We talk to Eli about music, nomad work, and very competent coworkers
So you are one of the musicians in the company. Could you tell me about that?
When I started playing music I was 15 and really liked punk, and I was a drummer in several punk bands around Spain. Drums and percussion are still my instruments of choice, but about three years ago I started playing guitar and composing songs, mostly in Spanish and Portuguese.
You were saying you write your songs in Spanish and Portuguese - which one is more “natural” for you? Which language do you think in?
My parents are Spanish and always talk to me in Spanish, but I grew up in Brazil. I learned to speak Portuguese, went to a French school, and learned to read and write in French. I think in both Portuguese and Spanish, though. Those are my primary languages.
I like you just rattling off knowing three languages like it’s nothing. How many languages do you know at this point?
Five fluently, but I’m also working on Korean. That’s more elementary right now, though.
What’s good about working at CBH?
Everybody I work with has a superpower. By that I mean that everyone around me can do a lot of things generally, but can also do at least one thing very, very well. So you end up working with someone on a project, and suddenly you find out that this generally competent person is also a very specific genius. And that happens all the time, with everybody you work with.
The other thing is the speed. You are planning a project with the team, and then you are already started on it.

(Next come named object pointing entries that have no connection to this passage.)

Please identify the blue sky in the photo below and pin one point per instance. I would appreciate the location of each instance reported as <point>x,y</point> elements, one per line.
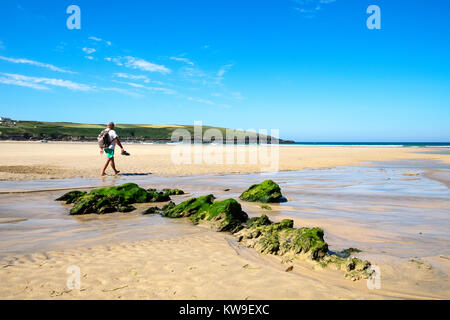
<point>310,68</point>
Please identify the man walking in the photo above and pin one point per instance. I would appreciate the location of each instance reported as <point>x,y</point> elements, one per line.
<point>113,138</point>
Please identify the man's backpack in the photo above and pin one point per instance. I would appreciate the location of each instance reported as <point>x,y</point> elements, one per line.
<point>104,139</point>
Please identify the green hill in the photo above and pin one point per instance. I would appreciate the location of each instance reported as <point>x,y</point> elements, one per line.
<point>66,131</point>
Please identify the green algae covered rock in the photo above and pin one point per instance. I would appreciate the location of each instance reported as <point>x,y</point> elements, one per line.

You get that already feel a lot - oh, I’m already making real progress. It’s four days later and you already fixed the problem. There aren’t any roadblocks, you can really just go in and make things happen.
Oh, and just the closeness of the work environment. It’s remote, but there are a lot of people I work with and like a lot. You see people taking trips to visit other people and work together. That’s really hard to get in a remote environment, and we have it.

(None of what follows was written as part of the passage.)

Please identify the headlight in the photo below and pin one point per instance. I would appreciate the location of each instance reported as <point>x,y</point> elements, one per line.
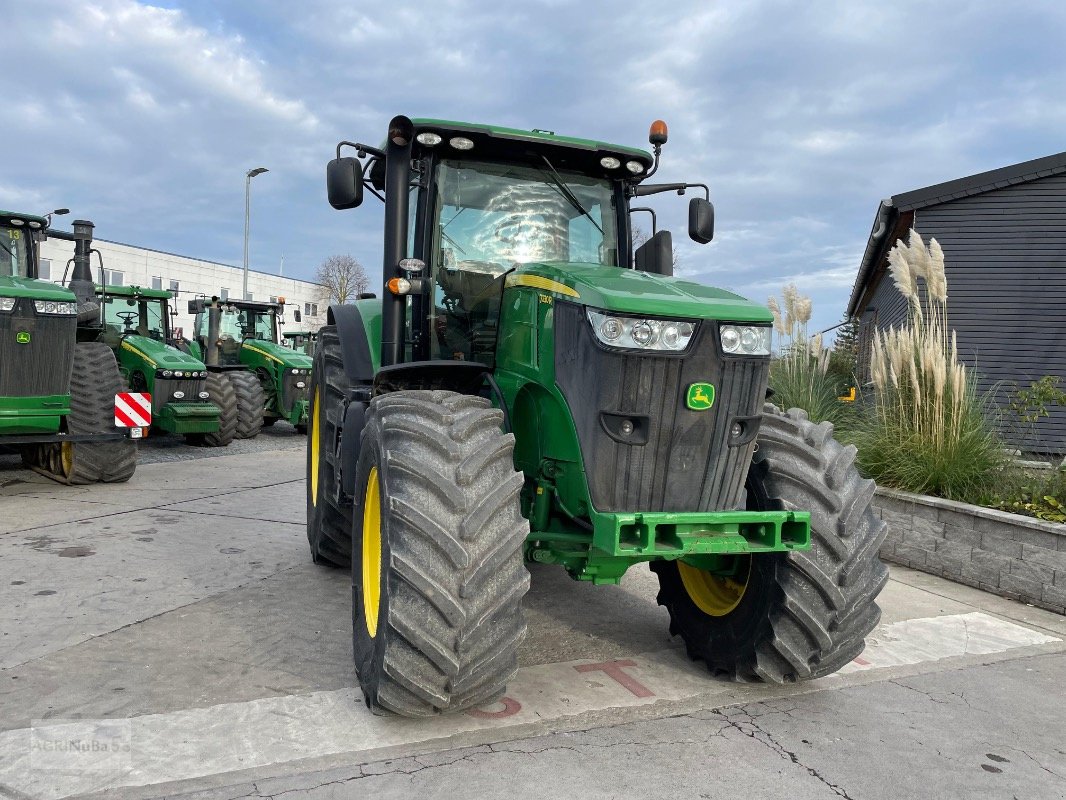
<point>51,306</point>
<point>745,339</point>
<point>641,334</point>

How often do you find your week ending up completely different than you thought it would be?
That can happen any week; you have an idea of what you are going to try and do, but it ends up different. That’s why it’s important to have a session every week reviewing that; it’s a normal practice for us to have a weekly meeting where we look at the past week, reflect on our achievements and plan for the following week. We talk about new objectives, and what blocked us from doing as much as we could have.
As a rough estimate, I usually end up completing about 70% of the things I planned on getting done at the beginning of the week. Sometimes there are emergencies to handle and I’m the best person to handle them, or things break unexpectedly that I’m in the best position to fix.
I’ve had jobs where completing 65% of what we had planned at the beginning of the week would be considered superhuman.
Part of why 65% isn’t that bad of a number is that our standard is “unreasonably fast”. We are always planning to get an unreasonable amount of things done any given week, because our growth means there’s always a lot to plan for, and a lot of unexpected issues to solve. So it’s 65% of a lot. You still want to get to 100%, and we often do. But you have to plan on unreasonable results to have a chance at getting them.
The 100% weeks must be crazy weeks in product.
Product is a really creative environment. Sometimes work really hard to get a big, urgent thing done and it wears you out. But there’s a period of recovery; you can’t keep up that pace all the time, and the days after that you do a little less. At Clipboard that’s fine because we aren’t a regular job where everything is happening in a 9-5; there’s flexibility. People are looking more at what you accomplish and less at the time you spend on the clock.
There was an example of this from a few months ago. I learned my university is doing a career fair. So I signed up, and that ended up being an entire week of work for me. We ended up participating in two career fairs. Bo (Clipboard’s president) taught a master class. I spent time deciding who was going to do our pitch and who was going to be on our “speed dating” panel.
It was a lot of work, and not just for me. But finding the right people to hire is important, so it was something where I could go to George (Editor’s note: George Markoulakis, Clipboard’s head of product) and say “can we spend some effort and resources on this” and got an “absolutely, let’s do it”.
That was one of the big differences for me that I noticed right away when I came to Clipboard Health. We are willing to spend a lot of time on hiring compared to any other company I’ve worked for.
Our threshold right now is that anyone who we hire for the product team needs to be better at something than anyone else we have on the team, to bring something we don’t have right now. And right now we have some of the most brilliant people I’ve ever worked with, so sometimes I do an interview and say “this was great, but he’s not Alex Wong.”
You have to do math better than Jaron, or have a better business sense than me, or do metrics better than Alex Wong, or be better at automation than Will. And these are all brilliant people; it’s a stacked team.
It’s like trying to join the ‘96 Chicago Bulls.
It’s a US Basketball team. It was one of the teams Michael Jordan played for.
Ben, I’m from Spain.
You are in San Francisco right now though, right?
Yes! I had some extra time after a product team on-site and I work remotely, so I was able to just spend a few weeks here.
How do you like it?
It’s been great to meet new people and discover the city, but I think I’m itching to go to a new place already.
What town do you like better? Where’s your favorite place you’ve ever visited?
I think I miss whatever place I’m not. Barcelona is amazing, it’s this combination of safe, international and European. It’s a very chill artistic environment.
But there’s a square in Mexico City called Plaza Cibeles, it has all these plants and great street food. I love it and I miss it. But I think I miss the places I’m not; in Barcelona I missed Mexico City, and now that I’m in San Francisco I miss both.